From former military members who suffer from post-traumatic stress disorder to young children with anxiety to college students preparing for semester finals, ESAs play important roles. The release of serotonin that the majority of people feel when they are petting a service animal can physically change a person. As more and more people benefit from the service of ESAs there is a growing need for more animals. Not surprising, there are now many rescue animals as ESAs in service. Whether it is a therapy cat for depression or rescue animals as ESAs, many animals have always known who needs them most when they enter a room.

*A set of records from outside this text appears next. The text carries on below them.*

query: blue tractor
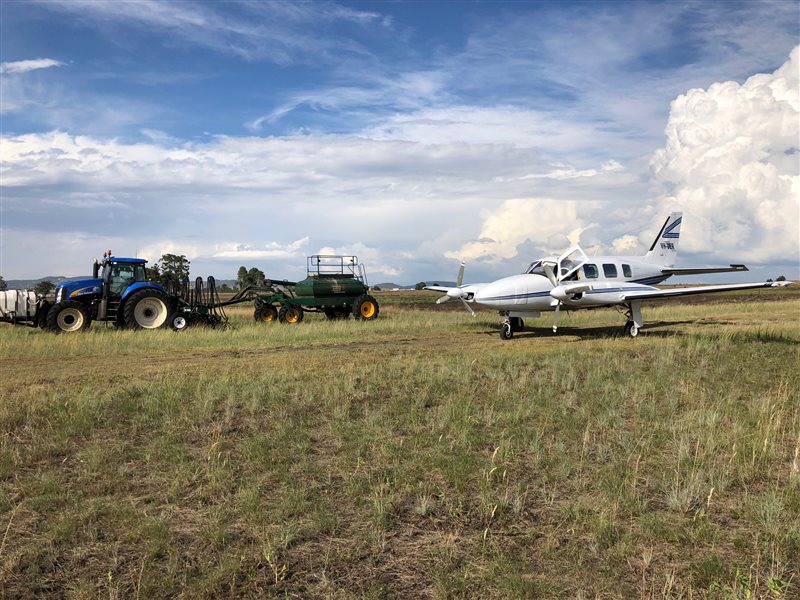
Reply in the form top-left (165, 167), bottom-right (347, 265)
top-left (43, 250), bottom-right (176, 333)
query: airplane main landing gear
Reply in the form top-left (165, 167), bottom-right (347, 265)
top-left (625, 302), bottom-right (644, 337)
top-left (625, 321), bottom-right (639, 337)
top-left (500, 319), bottom-right (514, 340)
top-left (500, 313), bottom-right (525, 340)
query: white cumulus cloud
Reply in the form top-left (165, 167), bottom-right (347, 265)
top-left (0, 58), bottom-right (64, 73)
top-left (651, 46), bottom-right (800, 262)
top-left (445, 198), bottom-right (585, 261)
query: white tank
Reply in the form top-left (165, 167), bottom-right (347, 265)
top-left (0, 290), bottom-right (38, 323)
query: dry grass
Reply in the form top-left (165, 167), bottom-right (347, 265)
top-left (0, 295), bottom-right (800, 598)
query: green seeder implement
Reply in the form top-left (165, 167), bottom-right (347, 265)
top-left (170, 254), bottom-right (380, 330)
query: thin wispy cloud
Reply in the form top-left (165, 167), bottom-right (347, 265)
top-left (38, 0), bottom-right (389, 65)
top-left (0, 58), bottom-right (64, 74)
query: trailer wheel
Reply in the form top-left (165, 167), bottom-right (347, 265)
top-left (123, 290), bottom-right (169, 329)
top-left (278, 304), bottom-right (303, 325)
top-left (47, 300), bottom-right (92, 333)
top-left (260, 304), bottom-right (278, 323)
top-left (169, 311), bottom-right (189, 331)
top-left (353, 294), bottom-right (380, 321)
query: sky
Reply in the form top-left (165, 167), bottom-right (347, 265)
top-left (0, 0), bottom-right (800, 284)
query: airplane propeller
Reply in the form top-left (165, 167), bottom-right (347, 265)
top-left (436, 262), bottom-right (475, 317)
top-left (543, 264), bottom-right (592, 333)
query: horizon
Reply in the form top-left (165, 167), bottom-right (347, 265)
top-left (0, 0), bottom-right (800, 285)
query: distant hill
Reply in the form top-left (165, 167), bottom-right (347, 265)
top-left (6, 275), bottom-right (91, 290)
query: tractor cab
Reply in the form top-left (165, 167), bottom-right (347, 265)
top-left (102, 256), bottom-right (147, 298)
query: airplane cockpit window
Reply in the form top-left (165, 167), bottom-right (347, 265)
top-left (558, 246), bottom-right (586, 280)
top-left (603, 263), bottom-right (617, 279)
top-left (525, 260), bottom-right (544, 275)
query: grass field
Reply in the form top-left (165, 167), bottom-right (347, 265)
top-left (0, 292), bottom-right (800, 599)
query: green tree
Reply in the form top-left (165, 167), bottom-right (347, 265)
top-left (236, 266), bottom-right (247, 289)
top-left (247, 267), bottom-right (267, 285)
top-left (153, 254), bottom-right (190, 287)
top-left (236, 267), bottom-right (267, 289)
top-left (33, 279), bottom-right (56, 296)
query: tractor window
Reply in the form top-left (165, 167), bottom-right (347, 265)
top-left (133, 265), bottom-right (147, 281)
top-left (583, 264), bottom-right (597, 279)
top-left (603, 264), bottom-right (617, 279)
top-left (108, 264), bottom-right (136, 294)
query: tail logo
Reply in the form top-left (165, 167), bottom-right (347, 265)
top-left (661, 217), bottom-right (683, 239)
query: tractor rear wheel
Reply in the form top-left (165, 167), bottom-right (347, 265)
top-left (278, 304), bottom-right (303, 325)
top-left (260, 304), bottom-right (278, 323)
top-left (123, 289), bottom-right (170, 329)
top-left (353, 294), bottom-right (380, 321)
top-left (47, 300), bottom-right (92, 333)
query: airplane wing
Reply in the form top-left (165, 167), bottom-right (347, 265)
top-left (620, 281), bottom-right (792, 300)
top-left (661, 265), bottom-right (749, 275)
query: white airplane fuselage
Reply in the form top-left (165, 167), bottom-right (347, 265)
top-left (474, 256), bottom-right (669, 313)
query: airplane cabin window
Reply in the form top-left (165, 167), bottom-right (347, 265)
top-left (603, 263), bottom-right (617, 279)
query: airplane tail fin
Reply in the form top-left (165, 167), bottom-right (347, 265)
top-left (644, 212), bottom-right (683, 267)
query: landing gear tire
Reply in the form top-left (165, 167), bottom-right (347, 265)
top-left (625, 321), bottom-right (639, 337)
top-left (47, 300), bottom-right (92, 333)
top-left (169, 312), bottom-right (190, 331)
top-left (278, 304), bottom-right (303, 325)
top-left (123, 290), bottom-right (170, 329)
top-left (353, 294), bottom-right (380, 321)
top-left (260, 304), bottom-right (278, 323)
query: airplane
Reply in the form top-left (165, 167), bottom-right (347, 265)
top-left (425, 212), bottom-right (791, 340)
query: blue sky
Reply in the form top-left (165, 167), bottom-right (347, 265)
top-left (0, 0), bottom-right (800, 283)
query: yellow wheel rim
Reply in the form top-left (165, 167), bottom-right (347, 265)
top-left (361, 300), bottom-right (375, 319)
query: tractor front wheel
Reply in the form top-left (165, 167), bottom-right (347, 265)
top-left (47, 300), bottom-right (92, 333)
top-left (260, 304), bottom-right (278, 323)
top-left (278, 304), bottom-right (303, 325)
top-left (353, 294), bottom-right (380, 321)
top-left (123, 290), bottom-right (169, 329)
top-left (169, 311), bottom-right (189, 331)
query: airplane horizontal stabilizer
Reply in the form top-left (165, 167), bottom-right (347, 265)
top-left (621, 281), bottom-right (792, 301)
top-left (661, 265), bottom-right (750, 275)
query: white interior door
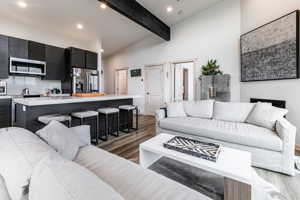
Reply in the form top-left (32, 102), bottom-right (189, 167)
top-left (145, 66), bottom-right (164, 115)
top-left (173, 62), bottom-right (194, 101)
top-left (115, 69), bottom-right (128, 95)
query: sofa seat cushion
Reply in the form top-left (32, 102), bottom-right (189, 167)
top-left (0, 128), bottom-right (57, 200)
top-left (29, 155), bottom-right (124, 200)
top-left (75, 146), bottom-right (210, 200)
top-left (159, 117), bottom-right (283, 152)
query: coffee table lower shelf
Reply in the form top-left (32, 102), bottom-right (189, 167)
top-left (140, 134), bottom-right (252, 200)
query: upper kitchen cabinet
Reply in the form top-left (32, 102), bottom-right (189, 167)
top-left (0, 35), bottom-right (8, 79)
top-left (85, 51), bottom-right (98, 70)
top-left (68, 47), bottom-right (85, 68)
top-left (28, 41), bottom-right (46, 61)
top-left (45, 45), bottom-right (66, 80)
top-left (8, 37), bottom-right (28, 59)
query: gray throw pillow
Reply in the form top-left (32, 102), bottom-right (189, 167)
top-left (36, 121), bottom-right (82, 160)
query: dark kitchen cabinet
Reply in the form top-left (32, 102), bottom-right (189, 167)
top-left (28, 41), bottom-right (46, 61)
top-left (45, 45), bottom-right (66, 80)
top-left (0, 99), bottom-right (11, 128)
top-left (0, 35), bottom-right (8, 79)
top-left (85, 51), bottom-right (98, 70)
top-left (69, 47), bottom-right (85, 68)
top-left (8, 37), bottom-right (28, 59)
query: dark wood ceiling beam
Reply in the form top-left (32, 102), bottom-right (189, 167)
top-left (99, 0), bottom-right (171, 41)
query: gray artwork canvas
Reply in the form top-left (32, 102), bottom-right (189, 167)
top-left (241, 11), bottom-right (299, 82)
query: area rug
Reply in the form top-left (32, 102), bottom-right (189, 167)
top-left (149, 158), bottom-right (286, 200)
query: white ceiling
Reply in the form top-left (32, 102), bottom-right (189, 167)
top-left (137, 0), bottom-right (223, 25)
top-left (0, 0), bottom-right (221, 56)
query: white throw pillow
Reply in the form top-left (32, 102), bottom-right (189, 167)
top-left (247, 102), bottom-right (288, 130)
top-left (36, 121), bottom-right (82, 160)
top-left (167, 102), bottom-right (187, 117)
top-left (29, 155), bottom-right (124, 200)
top-left (213, 102), bottom-right (255, 123)
top-left (183, 100), bottom-right (214, 119)
top-left (0, 128), bottom-right (57, 200)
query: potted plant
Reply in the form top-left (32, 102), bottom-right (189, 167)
top-left (202, 60), bottom-right (223, 76)
top-left (202, 60), bottom-right (223, 99)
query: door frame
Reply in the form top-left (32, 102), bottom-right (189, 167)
top-left (170, 58), bottom-right (199, 101)
top-left (114, 68), bottom-right (129, 95)
top-left (144, 63), bottom-right (165, 115)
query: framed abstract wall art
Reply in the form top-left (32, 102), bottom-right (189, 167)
top-left (241, 11), bottom-right (299, 82)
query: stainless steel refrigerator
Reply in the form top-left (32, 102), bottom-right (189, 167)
top-left (72, 68), bottom-right (99, 94)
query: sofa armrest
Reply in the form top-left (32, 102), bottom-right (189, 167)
top-left (71, 125), bottom-right (91, 147)
top-left (0, 175), bottom-right (11, 200)
top-left (276, 118), bottom-right (297, 175)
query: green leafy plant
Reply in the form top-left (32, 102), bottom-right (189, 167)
top-left (202, 60), bottom-right (223, 76)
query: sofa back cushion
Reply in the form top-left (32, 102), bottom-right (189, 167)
top-left (247, 102), bottom-right (288, 130)
top-left (36, 121), bottom-right (82, 160)
top-left (184, 100), bottom-right (214, 119)
top-left (167, 102), bottom-right (187, 117)
top-left (0, 128), bottom-right (56, 200)
top-left (29, 155), bottom-right (124, 200)
top-left (213, 102), bottom-right (255, 123)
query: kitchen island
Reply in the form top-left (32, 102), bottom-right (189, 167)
top-left (14, 95), bottom-right (140, 132)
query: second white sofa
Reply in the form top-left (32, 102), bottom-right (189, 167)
top-left (156, 101), bottom-right (296, 175)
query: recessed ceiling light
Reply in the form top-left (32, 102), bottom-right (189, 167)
top-left (18, 1), bottom-right (27, 8)
top-left (77, 24), bottom-right (83, 30)
top-left (167, 6), bottom-right (173, 13)
top-left (100, 3), bottom-right (107, 9)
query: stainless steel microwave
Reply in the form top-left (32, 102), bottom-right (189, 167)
top-left (9, 57), bottom-right (46, 76)
top-left (0, 81), bottom-right (7, 96)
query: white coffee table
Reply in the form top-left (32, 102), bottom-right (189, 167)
top-left (140, 134), bottom-right (252, 200)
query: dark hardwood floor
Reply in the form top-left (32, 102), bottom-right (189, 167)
top-left (99, 116), bottom-right (300, 200)
top-left (99, 116), bottom-right (155, 164)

Finding a way to be both successful and healthy is not a given for many people. In fact, post-traumatic stress disorder
affects 7.7 million U.S. adults, which represents 3.5% of the population. In addition, nearly 26% of American adults live with a diagnosable mental disorder in a given year. Finding a coping mechanism for many of these people is a challenge, but with the help of service animals for depression and other conditions a growing number of people are able to be more successful.
Although they are not allowed all of the same accesses that service animals are provided, legitimate emotional support animal registrations can provide comfort to people in a number of settings. Qualifying for an ESA letter does require some specific steps, but it is worth the effort since as many as 74% of those surveyed reported mental health improvements from keeping animals as companions. If you or someone you know could benefit from a support animal, it is important to start the process as soon as possible.